Folha de S. Paulo


Selfie

Algumas semanas atrás, o fotógrafo Sebastião Salgado, 70 anos, se viu impelido a deixar mais cedo a abertura de sua exposição "Genesis", no Centro Cultural Banco do Brasil em Brasília. A razão foi a mania que o público adquiriu de ficar tirando fotos de si mesmos a torto e a direito, em qualquer lugar, sem o menor respeito pelos interesses de quem está em volta.

"Há seis meses, abri uma exposição e as pessoas vinham conversar comigo, pediam um autógrafo, trocavam ideias. Agora acabou. Cada pessoa te agarra e quer tirar 'selfie'", disse Salgado em entrevista a Isabel Fleck, da Folha. "Bota um telefone ali, é uma agressão permanente em cima de você", desabafou o fotógrafo.

Será que o público de Sebastião Salgado percebeu que estava incomodando o fotógrafo com seus "selfies"? Se soubesse, será que se importaria? Temo que não. Suspeito que a maioria acha que o "selfie" é um direito individual incontestável. Quem se incomoda que vá procurar sua turma ou que busque se "atualizar".

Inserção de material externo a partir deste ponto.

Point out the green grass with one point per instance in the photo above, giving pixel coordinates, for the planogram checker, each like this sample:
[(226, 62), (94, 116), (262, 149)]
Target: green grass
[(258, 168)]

Num show de música, outro dia, quando Lucas Santtana convidou a público a dançar no palco, um rapaz preferiu sacar o celular a se divertir com os outros ali. Tirar uma foto de si mesmo em cima do palco, numa pose congelada em que fingia que estava dançando, era mais importante que viver o momento e realmente dançar com as pessoas em volta. Uma clara substituição de viver o momento por viver uma representação do momento presente, para dar a ele uma sobrevida num outro contexto, num outro tempo, num outro espaço e com outros objetivos.

No último fim de semana, numa praia nublada no litoral de São Paulo, vi o ritual de quatro garotas se fotografando à beira-mar. Penteavam os cabelos com os dedos, puxando as pontas para a frente, congelavam um sorriso, algumas espichavam o bumbum para trás, outras faziam sinais positivos com os dedos e clique, clique e mais clique, numa sessão interminável. Uma heresia para mim, que sou de uma geração que recusou o papel de mulher-objeto.

O passeio das garotas se resumiu a isso? Aposto que não. O passeio deve ter continuado no Snapchat, no Facebook, no Instagram, no WhatsApp ou onde mais as garotas andaram distribuindo suas fotos, nessa compulsão que não é exclusivamente feminina, nem necessariamente jovem ou puramente urbana.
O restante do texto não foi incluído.